Personal information
- Nationality: Germany
- Born: Zeina Nassar Berlin, Germany
- Weight: Bantamweight

Boxing career

Boxing record
- Total fights: 35
- Wins: 15
- Win by KO: 1
- Losses: 20

= Zeina Nassar =

German boxer

Zeina Nassar is a German professional boxer of Lebanese descent. She is the current Berlin Boxer title-holder and in 2018 she won the German Women's Elite Championship in the ‘up to 57 kg’ weight category. Nassar helped to change the current rules for boxing matches in Germany so that women with headscarves can compete. She became an official Nike Athlete in 2017.

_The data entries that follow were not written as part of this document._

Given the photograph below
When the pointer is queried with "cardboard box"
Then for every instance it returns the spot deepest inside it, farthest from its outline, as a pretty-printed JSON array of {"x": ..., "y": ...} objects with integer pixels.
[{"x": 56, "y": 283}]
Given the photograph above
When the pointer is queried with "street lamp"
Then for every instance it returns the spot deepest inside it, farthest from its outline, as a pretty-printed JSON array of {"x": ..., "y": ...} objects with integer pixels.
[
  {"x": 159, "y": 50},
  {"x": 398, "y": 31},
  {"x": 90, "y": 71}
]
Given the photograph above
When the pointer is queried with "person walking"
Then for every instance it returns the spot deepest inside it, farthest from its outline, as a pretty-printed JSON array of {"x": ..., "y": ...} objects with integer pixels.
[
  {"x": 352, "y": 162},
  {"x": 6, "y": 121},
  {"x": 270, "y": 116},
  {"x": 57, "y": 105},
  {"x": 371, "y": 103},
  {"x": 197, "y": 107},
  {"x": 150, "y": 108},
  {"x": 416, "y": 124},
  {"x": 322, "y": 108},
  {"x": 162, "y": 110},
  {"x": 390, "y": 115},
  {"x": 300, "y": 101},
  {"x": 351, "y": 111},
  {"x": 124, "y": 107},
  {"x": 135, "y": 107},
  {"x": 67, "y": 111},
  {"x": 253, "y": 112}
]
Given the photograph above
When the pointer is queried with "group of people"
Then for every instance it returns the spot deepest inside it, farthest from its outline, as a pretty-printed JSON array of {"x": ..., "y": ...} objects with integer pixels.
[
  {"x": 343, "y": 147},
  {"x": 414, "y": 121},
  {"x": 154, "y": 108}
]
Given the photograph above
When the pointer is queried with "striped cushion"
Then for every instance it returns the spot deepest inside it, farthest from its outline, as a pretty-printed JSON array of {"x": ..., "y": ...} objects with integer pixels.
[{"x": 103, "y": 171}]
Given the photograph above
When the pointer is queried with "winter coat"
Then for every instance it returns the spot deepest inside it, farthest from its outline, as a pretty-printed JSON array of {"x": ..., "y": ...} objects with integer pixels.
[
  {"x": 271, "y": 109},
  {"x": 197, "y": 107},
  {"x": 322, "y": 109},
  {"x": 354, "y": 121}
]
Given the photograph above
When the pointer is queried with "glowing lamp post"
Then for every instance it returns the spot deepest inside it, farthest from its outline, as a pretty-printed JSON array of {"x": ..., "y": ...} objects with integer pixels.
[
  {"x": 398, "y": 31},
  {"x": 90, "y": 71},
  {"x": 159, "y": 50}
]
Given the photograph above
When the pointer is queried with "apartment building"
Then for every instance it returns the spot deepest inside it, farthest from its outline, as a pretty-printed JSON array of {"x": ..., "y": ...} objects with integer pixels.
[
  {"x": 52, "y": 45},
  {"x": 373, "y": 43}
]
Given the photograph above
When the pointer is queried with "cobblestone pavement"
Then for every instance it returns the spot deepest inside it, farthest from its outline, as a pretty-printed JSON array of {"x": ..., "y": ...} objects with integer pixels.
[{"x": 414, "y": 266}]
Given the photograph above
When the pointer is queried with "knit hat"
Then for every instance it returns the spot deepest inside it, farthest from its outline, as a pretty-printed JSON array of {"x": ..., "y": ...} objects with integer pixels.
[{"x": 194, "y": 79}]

== Early life and education ==
Nassar was born and raised in Berlin, Germany to Lebanese Shiite parents. She first became interested in boxing at 13 after coming across a YouTube video of female boxers. At the time she was in a basketball team and wanted something that showed her “own individual strength.” Nassar is a scholarship holder of the German people and also studies sociology and educational science in Potsdam.

== Career ==
In 2013, Nassar and her coach changed the game by having German competition regulations altered so that women are able to train while wearing headscarves. She won her first title in 2014, becoming the Berlin boxing champion. She is the current the title-holder and has held the title five times in a row. In 2018, she became the first Muslim woman ever to win the German Women's Elite Championship in the ‘up to 57 kg’ weight category. Nassar hopes in the future that she will be able to change the competition rules internationally and at the Olympics.

Nassar had a role in the play ‘Stören’ at the Maxim Gorki Theater in Berlin.